The problem is as follows:
Let $F$ be a field and $K \leqslant F$. Let $f(x)$ and $g(x) \in K[x]$, where $f$ and $g$ are irreducible and not associates of one another.
Show that $f$ and $g$ do not share any roots in $F$.
Here is my attempt:
AFSOC $\exists a \in F$ s.t. $f(a) = g(a) = 0$.
Then $\exists b(x), c(x) \in F[x]$ s.t. $b(x)(x-a) = f(x)$, and $c(x)(x-a) = g(x)$.
Here is where I am a little unsure of my work. Since $b(x)$ and $c(x)$ need not be in $K[x]$, I am not sure if I can make the following claim, but anyways I will proceed.

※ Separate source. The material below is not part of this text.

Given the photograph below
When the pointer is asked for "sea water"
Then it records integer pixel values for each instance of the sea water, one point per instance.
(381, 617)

Since $x-a$ cannot be a unit, it must be the case that both $b(x)$ and $c(x)$ are units in $F$.
Thus $f(x) = b(x)c^{-1}(x)c(x)(x-a) = b(x)c^{-1}(x)g(x)$
Contradicting that $f(x)$ and $g(x)$ are not associates.
Any hints/feedback would be much appreciated :)

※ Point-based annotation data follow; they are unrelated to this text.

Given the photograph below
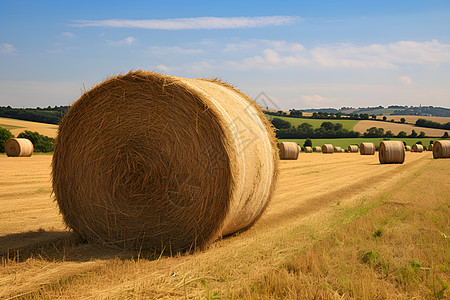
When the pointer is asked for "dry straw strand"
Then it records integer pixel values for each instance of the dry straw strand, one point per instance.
(367, 149)
(19, 147)
(417, 148)
(353, 148)
(391, 152)
(327, 148)
(289, 151)
(149, 161)
(441, 149)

Well I'll be honest, your work doesn't make much sense past a certain point.
Specifically not only do $b(x)$ and $c(x)$ not need to be in $K$, they probably aren't since they're polynomials in $F[x]$, so they're not in $K$ unless they're of degree 0 and also in $K$ rather than $F$. The bigger issue is when you conclude that $b$ and $c$ (I'm dropping the $(x)$ notation, since I find it clunky) are units. That's not true (a priori), since $f$ and $g$ are irreducible in $K[x]$ not $F[x]$, and ignoring the issue of whether $f$ and $g$ are in $K[x]$, $(x-a)$ is not in $K[x]$ either, so the factorizations $f=(x-a)b$ and $g=(x-a)c$ are not factorizations in $K[x]$.

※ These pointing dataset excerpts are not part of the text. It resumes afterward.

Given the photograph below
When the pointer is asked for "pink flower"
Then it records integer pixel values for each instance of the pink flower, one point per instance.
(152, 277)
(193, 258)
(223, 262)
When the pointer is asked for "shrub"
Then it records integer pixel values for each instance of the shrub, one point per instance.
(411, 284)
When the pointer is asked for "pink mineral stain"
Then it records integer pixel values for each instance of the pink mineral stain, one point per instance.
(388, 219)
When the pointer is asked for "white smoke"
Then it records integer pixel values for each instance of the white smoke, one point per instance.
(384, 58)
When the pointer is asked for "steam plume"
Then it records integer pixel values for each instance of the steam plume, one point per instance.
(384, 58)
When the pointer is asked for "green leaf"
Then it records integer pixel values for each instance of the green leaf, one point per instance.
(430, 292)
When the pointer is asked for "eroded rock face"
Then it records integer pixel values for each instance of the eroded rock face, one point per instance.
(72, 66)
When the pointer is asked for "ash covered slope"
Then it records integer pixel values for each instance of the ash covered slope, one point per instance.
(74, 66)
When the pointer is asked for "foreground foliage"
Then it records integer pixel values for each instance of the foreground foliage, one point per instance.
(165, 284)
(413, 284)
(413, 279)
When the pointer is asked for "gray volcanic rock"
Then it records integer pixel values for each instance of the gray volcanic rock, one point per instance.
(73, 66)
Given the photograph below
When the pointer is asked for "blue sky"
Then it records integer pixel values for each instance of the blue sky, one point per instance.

There are several approaches here, depending on your level.
The first is to use minimal polynomials. Since $a\in F$ is the root of some polynomial over $K$ (being the root of both $f$ and $g$), it has some nonzero polynomial of smallest degree in $K[x]$ of which it is a root. Using the division algorithm, you can prove that this polynomial, $m$ has the property that it divides any polynomial with coefficients in $K$ for which $a$ is a root. Thus $m\mid f$ and $m\mid g$, but since $m$ is nonzero and has a root it has positive degree, so since $m\mid f$, and $f$ is irreducible, $m$ and $f$ are associates, and similarly $m$ and $g$ are associates. Contradiction.
The other approach is essentially the same, but phrased in more abstract language. Let $\phi_a : K[x]\to F$ be the evaluation at $a$ homomorphism, noting that it is nonzero, since $\phi_a(1)=1$. $f$ and $g$ are both in the kernel of this map and both irreducible, so they must generate the kernel, since $K[x]$ is a PID (and they're irreducible). Thus $f\mid g$ and $g\mid f$, contradiction.